During the great recession, unemployment rates reached their highest levels in more than 25 years, drawing attention to the millions of Americans who lost their jobs during the economic downturn. But there is another—mostly untold—story in the federal employment statistics: more families who have managed to continue working are hard-pressed to stay afloat in the weak economy.

New data from the U.S. Census Bureau show that in 2009, there were more than 10 million low-income working families in the United States.2 Between 2007 and 2009, the share of working families who are low-income—earning less than 200 percent of the official poverty threshold—increased from 28 percent to 30 percent. This now means that nearly 1 in 3 working families in the United States, despite their hard work, are struggling to meet basic needs. The plight of these families now challenges a fundamental assumption that in America, work pays.

Although low-income working families remain mostly invisible to policymakers, these families are comprised of workers who form the backbone of our economy: working the cash registers, keeping our homes and businesses clean, preparing our food, and helping care for our children and elderly relatives. during these grave economic times, policymakers must choose to invest in these low-income workers and their families. Such investments are vital for the United States to maintain a strong, growing economy, and to “reduce the personal, social and economic costs imposed by low wages and poverty” in America.3

The report details how "the backbone of our economy" is weakening due to neglect, as these working families struggle with a recession in which more than half (55%) of the workforce has "suffered a spell of unemployment, a cut in pay, a reduction in hours or have become involuntary part-time workers” since the recession began in December 2007." For the working poor — whose numbers grew by nearly a quarter of a million just between 2008 and 2009 — the recession has made tough circumstances even tougher.

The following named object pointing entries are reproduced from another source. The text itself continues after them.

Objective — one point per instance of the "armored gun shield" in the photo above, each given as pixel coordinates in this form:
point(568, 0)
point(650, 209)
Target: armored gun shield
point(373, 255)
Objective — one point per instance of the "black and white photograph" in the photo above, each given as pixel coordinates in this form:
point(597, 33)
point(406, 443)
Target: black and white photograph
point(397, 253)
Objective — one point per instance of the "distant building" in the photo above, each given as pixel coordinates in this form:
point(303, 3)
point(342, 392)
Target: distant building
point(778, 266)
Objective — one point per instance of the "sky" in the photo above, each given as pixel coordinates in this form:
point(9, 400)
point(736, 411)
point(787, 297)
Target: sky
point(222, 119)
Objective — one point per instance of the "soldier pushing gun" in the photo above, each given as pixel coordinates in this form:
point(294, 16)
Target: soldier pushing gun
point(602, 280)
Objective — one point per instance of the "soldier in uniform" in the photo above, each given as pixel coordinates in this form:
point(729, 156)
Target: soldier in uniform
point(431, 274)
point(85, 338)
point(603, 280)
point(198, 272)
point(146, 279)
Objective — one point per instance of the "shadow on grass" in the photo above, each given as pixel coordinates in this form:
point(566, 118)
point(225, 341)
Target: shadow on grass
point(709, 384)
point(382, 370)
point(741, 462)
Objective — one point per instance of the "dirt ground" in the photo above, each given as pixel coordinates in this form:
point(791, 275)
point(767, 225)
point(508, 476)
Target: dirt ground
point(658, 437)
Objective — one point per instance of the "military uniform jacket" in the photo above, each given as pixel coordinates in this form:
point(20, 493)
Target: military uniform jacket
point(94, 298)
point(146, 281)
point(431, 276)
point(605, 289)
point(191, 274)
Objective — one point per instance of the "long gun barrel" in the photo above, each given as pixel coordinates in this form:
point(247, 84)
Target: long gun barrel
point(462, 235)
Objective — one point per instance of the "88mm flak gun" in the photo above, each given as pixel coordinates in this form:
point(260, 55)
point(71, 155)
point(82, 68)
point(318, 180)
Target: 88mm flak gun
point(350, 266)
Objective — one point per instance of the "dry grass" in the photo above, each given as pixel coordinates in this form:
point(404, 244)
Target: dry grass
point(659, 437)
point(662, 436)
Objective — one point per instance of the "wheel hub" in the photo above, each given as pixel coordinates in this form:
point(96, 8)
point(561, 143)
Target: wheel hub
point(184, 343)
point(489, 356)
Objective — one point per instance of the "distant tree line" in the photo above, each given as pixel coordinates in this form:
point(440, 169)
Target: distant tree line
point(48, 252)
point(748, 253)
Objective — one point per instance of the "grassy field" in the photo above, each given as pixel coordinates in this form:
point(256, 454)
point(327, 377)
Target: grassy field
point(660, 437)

  • According to the report, many joined the ranks of the unemployed or dropped out of the workforce, while others saw their incomes drop as businesses cut back due to the recession.
     
  • The men in these families have faired particularly badly, as many worked in the now shrunken manufacturing, construction, and financial sectors. Meanwhile, the percentage of working women with an unemployed husband doubled from 2.4% to 5.4% between 2007 and 2009, meaning that in a growing number of working families women (who earn less, on average, than men) are now the primary breadwinners.
     
  • In an economy where finding a good job with decent wages and benefits requires a college degree (by 2018, 63% of all job openings will require some level of secondary education), nearly a third of working families had at least one parent without a high school diploma. In more than half (52%), neither parent had a high school diploma.

Needless to say, all of the above goes double for racial and ethnic minorities.

The report juxtaposes the above against a picture of growing economic inequality in America.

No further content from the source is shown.